Only one-third of U.S. employees are engaged at work. And only about one in five say they're managed in a way that motivates them to do great work. Bluntly, many employees feel indifferent about their jobs.

Gallup finds they also have little faith in their company's leadership:

  • 22% of employees strongly agree that the leadership of their organization has a clear direction for the organization
  • 15% of employees strongly agree that the leadership of their organization makes them enthusiastic about the future
  • 13% of employees strongly agree that the leadership of their organization communicates effectively with the rest of the organization

Organizations aren't giving employees enough compelling reasons to stay. So it's no surprise that most employees (91%) say that the last time they changed jobs, they left their company to do so.

Regardless of all the changes in the workplace, people remain essential to an organization's success or failure. Of course, leaders have to think about their technology, policies, products and services -- but that's only because these are factors that influence the engagement and success of their employees. The key to an organization's growth has been -- and always will be -- its workforce.

The truth is, organizations have nowhere to hide. They have to adapt to the needs of the modern workforce. If they don't, they'll struggle to attract and keep great employees and, therefore, customers.

Analytics and Advice for Managing the Modern Workforce

Gallup created the State of the American Workplace report to help leaders cut through the clutter. The report provides analytics and advice on various aspects of the modern workforce, pinpointing the issues that matter most in attracting, retaining and engaging employees.

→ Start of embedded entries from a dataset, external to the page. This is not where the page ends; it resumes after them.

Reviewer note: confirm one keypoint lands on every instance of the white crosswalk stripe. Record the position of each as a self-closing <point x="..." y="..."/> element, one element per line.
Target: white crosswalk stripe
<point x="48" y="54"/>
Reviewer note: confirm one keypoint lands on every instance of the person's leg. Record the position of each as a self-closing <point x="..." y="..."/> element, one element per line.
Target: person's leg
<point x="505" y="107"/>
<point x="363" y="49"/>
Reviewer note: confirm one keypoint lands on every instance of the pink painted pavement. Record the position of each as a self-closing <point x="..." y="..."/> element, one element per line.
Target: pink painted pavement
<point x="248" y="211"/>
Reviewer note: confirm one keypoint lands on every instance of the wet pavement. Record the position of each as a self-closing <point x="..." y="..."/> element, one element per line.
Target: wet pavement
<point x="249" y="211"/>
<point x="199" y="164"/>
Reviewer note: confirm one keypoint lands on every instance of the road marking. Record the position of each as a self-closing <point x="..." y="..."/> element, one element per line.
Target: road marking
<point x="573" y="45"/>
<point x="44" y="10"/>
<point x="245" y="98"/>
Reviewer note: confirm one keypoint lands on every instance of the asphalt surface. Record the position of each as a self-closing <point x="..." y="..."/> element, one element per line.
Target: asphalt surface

The report reveals an unsettling pattern in the U.S. workplace, one that leaders need to respond to if they want to get the most out of their workforce. The one thing leaders cannot do is nothing. They cannot wait for trends to pass them by, and they cannot wait for millennials to get older and start behaving like baby boomers. That won't happen. This workforce isn't going to acclimate to the status quo.

The rulebook is being rewritten. There is a sense of urgency for leaders to define and convey their vision more clearly and to rally their employees around it. Leaders must decide what role they want to play in their organization -- now, in the midst of change, and in the future. They can be passive bystanders or active participants in creating and guiding an exceptional workplace.